The predicted R-squared and the adjusted R-squared should be within 0.20 of each other. Otherwise there may be a problem with either the data or the model. Look for outliers, consider transformations, or consider a different order polynomial.

**Adequate Precision**: This is a signal-to-noise ratio. It compares the range
of the predicted values at the design points to the average prediction error.
Ratios greater than 4 indicate adequate model discrimination.

\(\frac{max(\hat{Y})\, -\, min(\hat{Y})}{\sqrt{\bar{V}_{\hat{Y}}}}\, >\, 4\)

\(\bar{V}_{\hat{Y}}\, =\, \frac{p\hat{\sigma}^2}{n}\)

**-2 Log Likelihood**: This is derived by iteratively improving the coefficient
estimates for the chosen model to maximize the likelihood that the fitted model
is the correct model. For balanced, orthogonal designs, this is exactly the same
result as least squares regression. The -2 log likelihood is used to compute the
following penalized modeling statistics.

**BIC**: a large design penalized likelihood statistic used to choose the best
model.

\(BIC(M) = -2\, \cdot\, \ln(L[M|Data])\, +\, \ln(n)\, \cdot\, p\)

**AICc**: a small to medium (most designs) penalized likelihood statistic used to
choose the best model.

\(AIC(M) = -2\, \cdot\, \ln(L[M|Data])\, +\, 2\, \cdot\, p\)

\(AICc(M) = AIC(M)\, +\, \frac{2p(p\, +\, 1)}{n\, -\, p\, -\, 1}\)

\(p\) = number of model parameters (including intercept (b0) and any block coefficients)

\(n\) = number of runs in the experiment

\(\sigma^2\) = residual mean square from the ANOVA table

This table has one row per estimated term in the model.

The number of columns depends on the type of analysis.

**Factor**: Experimental variables selected for inclusion in the predictive model.

**Coefficient Estimate**: Regression coefficient representing the expected change
in response Y per unit change in X when all remaining factors are held constant.
In orthogonal two-level designs, it equals one-half the factorial effect.

**Coefficient Estimate for General Factorial Designs**: Coefficients for multi-level
categorical factors are not as simple to interpret.
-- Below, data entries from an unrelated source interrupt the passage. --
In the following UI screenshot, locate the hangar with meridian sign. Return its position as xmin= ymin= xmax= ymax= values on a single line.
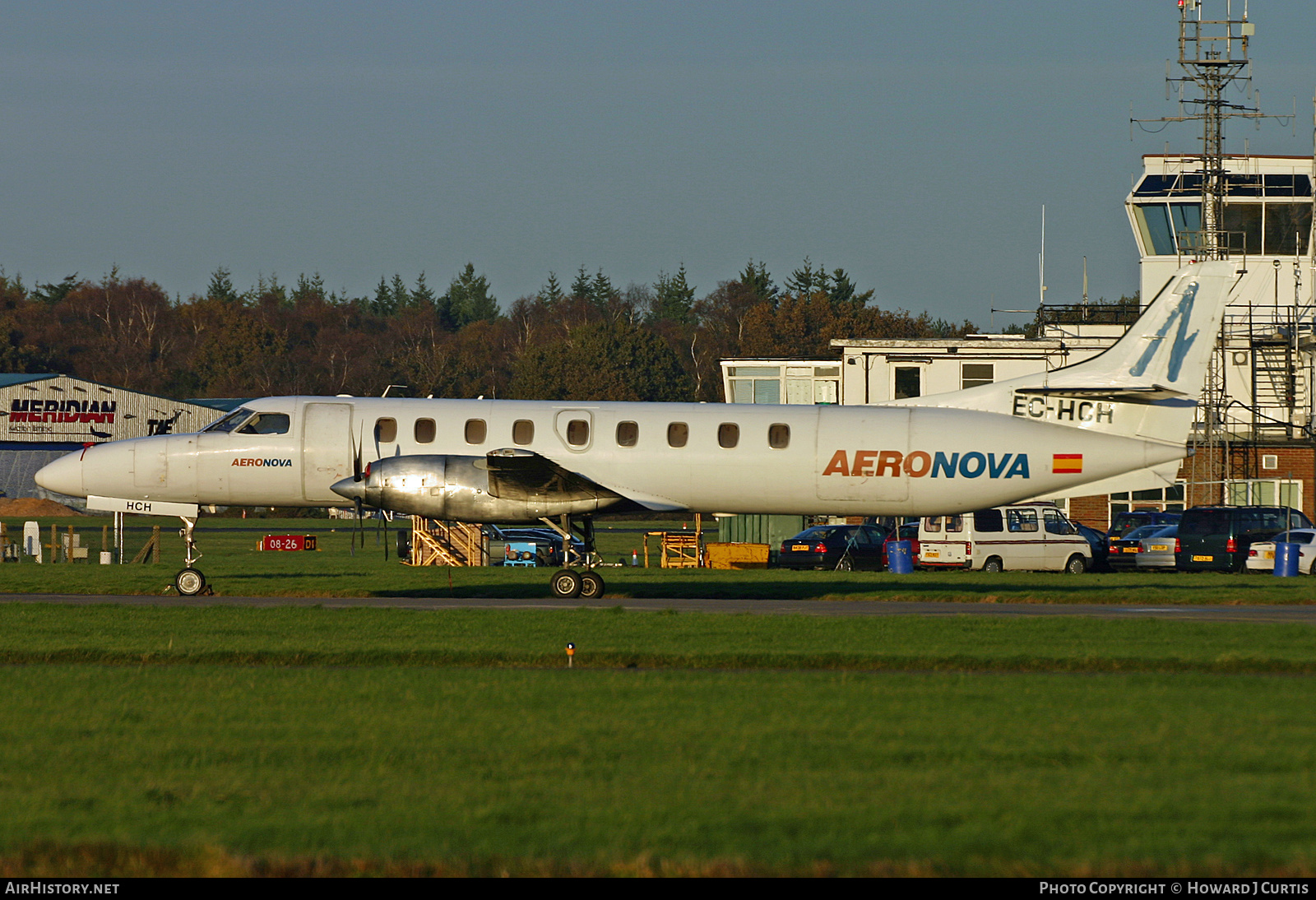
xmin=0 ymin=373 xmax=222 ymax=507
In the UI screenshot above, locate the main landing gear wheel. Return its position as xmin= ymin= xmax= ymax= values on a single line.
xmin=581 ymin=573 xmax=603 ymax=600
xmin=174 ymin=568 xmax=206 ymax=597
xmin=549 ymin=568 xmax=582 ymax=600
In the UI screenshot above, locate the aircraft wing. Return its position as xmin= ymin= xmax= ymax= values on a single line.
xmin=1015 ymin=384 xmax=1189 ymax=402
xmin=476 ymin=448 xmax=686 ymax=512
xmin=476 ymin=448 xmax=623 ymax=501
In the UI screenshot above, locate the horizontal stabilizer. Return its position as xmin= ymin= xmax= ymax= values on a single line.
xmin=1015 ymin=384 xmax=1187 ymax=402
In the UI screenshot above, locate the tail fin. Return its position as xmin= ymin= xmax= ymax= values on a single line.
xmin=1016 ymin=262 xmax=1239 ymax=400
xmin=893 ymin=261 xmax=1239 ymax=443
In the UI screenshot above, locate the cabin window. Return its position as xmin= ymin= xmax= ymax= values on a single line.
xmin=202 ymin=406 xmax=252 ymax=434
xmin=239 ymin=413 xmax=290 ymax=434
xmin=568 ymin=419 xmax=590 ymax=448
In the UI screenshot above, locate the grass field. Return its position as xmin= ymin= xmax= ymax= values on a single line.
xmin=0 ymin=518 xmax=1316 ymax=876
xmin=0 ymin=600 xmax=1316 ymax=875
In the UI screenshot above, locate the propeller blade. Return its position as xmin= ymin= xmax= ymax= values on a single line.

Beta(1) is the difference of
level 1’s average from the overall average. Beta(2) is the difference of level
2’s average from the overall average. Beta(k-1) is the difference of level
(k-1)’s average from the overall average. The negative sum of the coefficients
will be the difference of level k’s average from the overall average. Don’t use
these coefficients for interpretation of the model – use the model graphs!

**df**: Degrees of Freedom – equal to one for testing coefficients.

**Standard Error**: The standard deviation associated with the coefficient
estimate.

**95% CI High and Low**: If this range spans 0 (one limit is positive and the
other negative) then the coefficient of 0 could be true, indicating the term is
not significant.

**VIF**: Variance Inflation Factor – Measures how much the variance around the
coefficient estimate is inflated by the lack of orthogonality in the design. If
the factor is orthogonal to all other factors in the model, the VIF is one.
Values greater than 10 indicate that the factors are too correlated together
(they are not independent.) VIF’s are a less important statistic when working
with mixture designs and constrained response surface designs.

The **predictive model** is listed in both actual and coded terms. (For mixture
experiments, the prediction equations are given in pseudo, real and actual
values of the components.) The coded (or pseudo) equation is useful for
identifying the relative significance of the factors by comparing the factor
coefficients. All equations give identical predictions when hierarchy is
enforced. These equations, used for prediction, have no block effects. Blocking
is a restriction on the randomization of the experiment, used to reduce error.
It is not a factor being studied. Blocks are only used to fit the observation
for this experiment, not to make predictions.

**For Linear Mixture Models Only**:

The coefficient table is augmented for linear mixture models to include statistics on the adjusted linear effects. Because the linear coefficients cannot be compared to zero, the linear effect of component i is measured by how different the ith coefficient is from the other (q-1) coefficients. The t-test is applicable to the difference in the mixture coefficient estimates. When the design space is not a simplex, the formula for calculating the component effects is adjusted for the differences in the ranges.

The gradient is the estimated slope across the linear response surface projected through a reference blend in both Cox and Piepel’s direction. The total effect of a component is the gradient times the range the component varied. These effects are plotted as a trace plot under the model graphs button.

**For One Factor Designs Only**:

The next section in the ANOVA lists results for each treatment (factor level) and shows the significance of the difference between each pair of treatments.

**Estimated Mean**: The average response at each treatment level.

**Standard Error**: The standard error associated with the calculation of this
mean. It comes from the standard deviation of the data divided by the square root
of the number of repetitions in a sample.

**Treatment**: This lists each pairwise combination of the factor levels.

**Mean Difference**: The difference between the average response from the two
treatments.

**df**: The degrees of freedom associated with the difference.

**Standard Error**: The standard error associated with the difference between the
two means.

**t value**: This is calculated by the Mean Difference divided by the Standard
Error. It represents the number of standard deviations separating the two means.

**Prob>t**: This is the probability of getting this t-value if the two means are
truly not different. A value less than 0.05 indicates that there is a
statistically significant difference between the means.